First, let us have a quick description of Niger:

Niger is one of the poorest countries in the world, ranking last on the United Nations Development Fund index of human development. It is a landlocked, Sub-Saharan nation, whose economy centers on subsistence crops, livestock, and some of the world's largest uranium deposits.Drought cycles, desertification, a 2.9% population growth rate, and the drop in world demand for uranium have undercut the economy. Niger shares a common currency, the CFA franc, and a common central bank, the Central Bank of West African States (BCEAO), with seven other members of the West African Monetary Union. In December 2000, Niger qualified for enhanced debt relief under the International Monetary Fund program for Highly Indebted Poor Countries (HIPC) and concluded an agreement with the Fund on a Poverty Reduction and Growth Facility (PRGF). Debt relief provided under the enhanced HIPC initiative significantly reduces Niger's annual debt service obligations, freeing funds for expenditures on basic health care, primary education, HIV/AIDS prevention, rural infrastructure, and other programs geared at poverty reduction. In December 2005, it was announced that Niger had received 100% multilateral debt relief from the IMF, which translates into the forgiveness of approximately $86 million USD in debts to the IMF, excluding the remaining assistance under HIPC. Nearly half of the government's budget is derived from foreign donor resources. Future growth may be sustained by exploitation of oil, gold, coal, and other mineral resources. Uranium prices have recovered somewhat in the last few years. A drought and locust infestation in 2005 led to food shortages for as many as 2.5 million Nigerians.

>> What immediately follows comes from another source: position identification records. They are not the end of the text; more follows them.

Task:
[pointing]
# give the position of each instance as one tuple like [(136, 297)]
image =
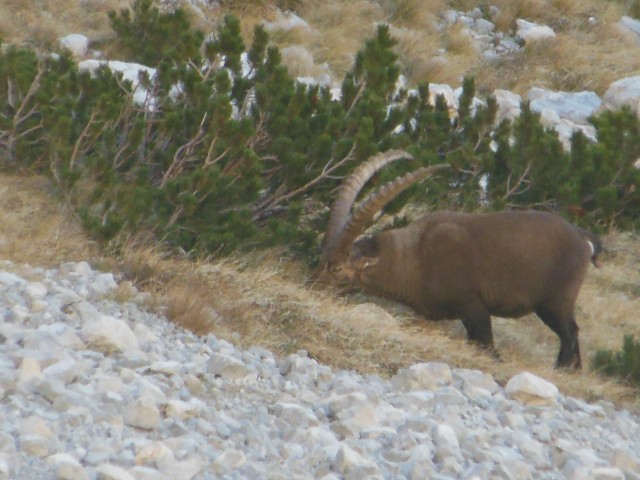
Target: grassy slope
[(267, 300)]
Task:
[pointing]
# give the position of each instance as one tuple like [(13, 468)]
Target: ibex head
[(342, 255), (449, 265)]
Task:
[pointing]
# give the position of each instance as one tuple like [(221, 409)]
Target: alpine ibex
[(469, 266)]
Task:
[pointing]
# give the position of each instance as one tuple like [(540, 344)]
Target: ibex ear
[(368, 262)]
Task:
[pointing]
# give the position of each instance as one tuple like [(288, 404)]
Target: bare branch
[(513, 190), (280, 195), (356, 99), (84, 133)]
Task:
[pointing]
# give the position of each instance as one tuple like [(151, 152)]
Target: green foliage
[(623, 364), (232, 153), (149, 36)]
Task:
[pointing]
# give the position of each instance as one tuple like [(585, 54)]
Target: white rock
[(532, 32), (129, 71), (142, 413), (34, 445), (287, 21), (574, 106), (151, 452), (35, 291), (183, 410), (531, 390), (112, 472), (66, 371), (229, 460), (623, 92), (295, 414), (10, 279), (179, 470), (436, 89), (352, 464), (77, 43), (29, 371), (103, 284), (67, 467), (484, 27), (108, 334), (422, 376), (607, 473), (625, 460), (230, 368), (476, 383), (631, 25), (34, 425), (147, 473), (446, 442), (77, 269)]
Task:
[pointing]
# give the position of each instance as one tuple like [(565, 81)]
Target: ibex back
[(468, 266)]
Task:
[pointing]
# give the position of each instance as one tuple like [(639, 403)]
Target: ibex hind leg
[(564, 325), (477, 322)]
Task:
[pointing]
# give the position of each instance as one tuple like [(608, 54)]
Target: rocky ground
[(94, 386)]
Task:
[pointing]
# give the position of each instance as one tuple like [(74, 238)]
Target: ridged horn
[(348, 192), (357, 223)]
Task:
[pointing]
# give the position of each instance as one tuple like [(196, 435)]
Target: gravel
[(92, 387)]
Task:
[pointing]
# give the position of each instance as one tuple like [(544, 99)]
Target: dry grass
[(583, 56), (42, 22), (35, 229), (267, 300)]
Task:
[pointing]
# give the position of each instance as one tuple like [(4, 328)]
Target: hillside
[(267, 298)]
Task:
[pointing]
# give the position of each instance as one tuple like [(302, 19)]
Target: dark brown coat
[(471, 266)]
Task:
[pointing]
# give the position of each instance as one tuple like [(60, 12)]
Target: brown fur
[(471, 266)]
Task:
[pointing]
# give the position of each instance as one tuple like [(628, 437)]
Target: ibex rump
[(468, 266)]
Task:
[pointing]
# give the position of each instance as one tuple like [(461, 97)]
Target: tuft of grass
[(35, 228)]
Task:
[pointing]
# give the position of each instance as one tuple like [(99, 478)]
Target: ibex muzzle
[(469, 266)]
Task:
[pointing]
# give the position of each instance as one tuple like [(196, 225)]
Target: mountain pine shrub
[(623, 364), (231, 153)]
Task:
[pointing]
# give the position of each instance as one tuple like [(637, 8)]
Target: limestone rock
[(422, 376), (108, 334), (531, 390)]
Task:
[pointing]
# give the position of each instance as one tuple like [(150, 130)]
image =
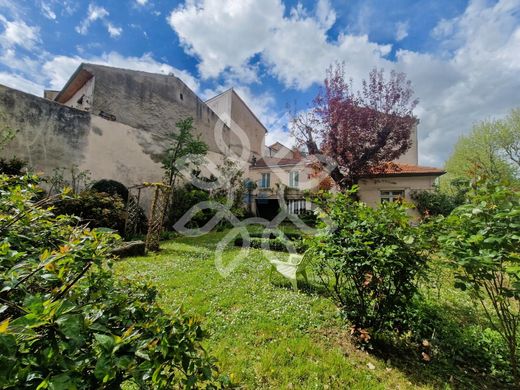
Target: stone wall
[(48, 135), (154, 103)]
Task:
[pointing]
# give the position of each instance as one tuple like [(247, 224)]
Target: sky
[(462, 57)]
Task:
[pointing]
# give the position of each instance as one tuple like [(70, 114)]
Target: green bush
[(182, 200), (470, 346), (11, 167), (368, 262), (98, 209), (67, 323), (435, 203), (111, 187), (482, 239)]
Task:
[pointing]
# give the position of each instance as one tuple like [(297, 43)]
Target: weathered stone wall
[(153, 103), (48, 135)]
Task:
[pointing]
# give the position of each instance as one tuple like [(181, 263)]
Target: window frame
[(292, 176), (393, 195), (263, 182)]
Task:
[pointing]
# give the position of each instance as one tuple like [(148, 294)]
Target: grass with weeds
[(267, 336)]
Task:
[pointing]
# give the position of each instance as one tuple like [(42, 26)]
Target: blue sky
[(463, 57)]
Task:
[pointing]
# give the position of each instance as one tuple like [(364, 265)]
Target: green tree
[(186, 150), (368, 262), (67, 322), (508, 137), (481, 239), (491, 150)]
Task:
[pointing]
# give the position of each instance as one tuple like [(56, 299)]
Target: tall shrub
[(482, 240), (67, 323), (368, 261)]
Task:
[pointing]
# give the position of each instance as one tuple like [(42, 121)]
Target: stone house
[(115, 123)]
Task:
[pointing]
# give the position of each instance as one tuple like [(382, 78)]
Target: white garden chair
[(296, 265)]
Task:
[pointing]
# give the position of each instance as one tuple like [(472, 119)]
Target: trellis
[(156, 216)]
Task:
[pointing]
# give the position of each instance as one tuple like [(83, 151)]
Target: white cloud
[(296, 48), (225, 34), (47, 11), (60, 68), (401, 31), (18, 33), (94, 13), (114, 31), (473, 75), (21, 83)]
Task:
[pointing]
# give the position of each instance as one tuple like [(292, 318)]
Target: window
[(294, 179), (392, 196), (296, 206), (265, 182)]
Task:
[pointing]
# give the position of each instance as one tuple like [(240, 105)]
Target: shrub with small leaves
[(482, 240), (97, 209), (67, 323), (368, 261)]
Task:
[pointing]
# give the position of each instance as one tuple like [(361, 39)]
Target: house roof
[(400, 169), (76, 81), (233, 92)]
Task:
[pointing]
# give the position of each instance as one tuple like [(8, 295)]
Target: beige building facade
[(115, 124)]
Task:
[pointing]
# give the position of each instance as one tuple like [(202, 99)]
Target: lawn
[(264, 334)]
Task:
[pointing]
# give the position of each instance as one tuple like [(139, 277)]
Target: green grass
[(264, 334)]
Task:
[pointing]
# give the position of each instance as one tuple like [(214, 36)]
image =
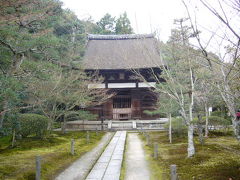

Got that? It is a dirt poor country which lives mostly by subsistence agriculture...the only thing someone from outside Niger wants from inside Niger is uranium. Now there is this, from Christopher Hitchens:

In February 1999, Zahawie left his Vatican office for a few days and paid an official visit to Niger, a country known for absolutely nothing except its vast deposits of uranium ore. It was from Niger that Iraq had originally acquired uranium in 1981, as confirmed in the Duelfer Report. In order to take the Joseph Wilson view of this Baathist ambassadorial initiative, you have to be able to believe that Saddam Hussein's long-term main man on nuclear issues was in Niger to talk about something other than the obvious. Italian intelligence (which first noticed the Zahawie trip from Rome) found it difficult to take this view and alerted French intelligence (which has better contacts in West Africa and a stronger interest in nuclear questions). In due time, the French tipped off the British, who in their cousinly way conveyed the suggestive information to Washington. As everyone now knows, the disclosure appeared in watered-down and secondhand form in the president's State of the Union address in January 2003.

Regardless of what else might have happened, it is dead certain that Saddam did, indeed, attempt to get uranium from Africa - and it appears he tried to get it specifically in Niger. As Hitchens goes on to note, what has muddied the waters are those forged documents that Wilson lied about seeing - no one knows where the forgery came from, they weren't used to back up Administraiton claims, but the fact of their existence has convinced some people - especially on the left - that Saddam was framed in the matter of African uranium. The fact that this has been the result of the forgeries indicates they were likely created by someone with a vested interest in derailing American policy - which means they can be Russian, French, Niger or Iraqi fabrications. Be that as it may, they are entirely irrelevant - Saddam sent one of his top nuke men to Niger and the only possible reason for Saddam doing this is to obtain uranium.

Now, we know that Wilson came back from Niger and actually confirmed Saddam's attempts to obtain uranium; his subsequent lies in the New York TImes and elsewhere notwithstanding. What is really curious is that Plame was denigrating all stories about Saddamite attempts to obtain African uranium - indeed, she seems to have set up her husband for the Niger junket because she believed that there was nothing to the story - even though CIA already knew of Saddam sending a top nuke person to Niger. Plame is either monumentally stupid, or so wedded to a political worldview that she couldn't bring herself to support the policies of a Republican President.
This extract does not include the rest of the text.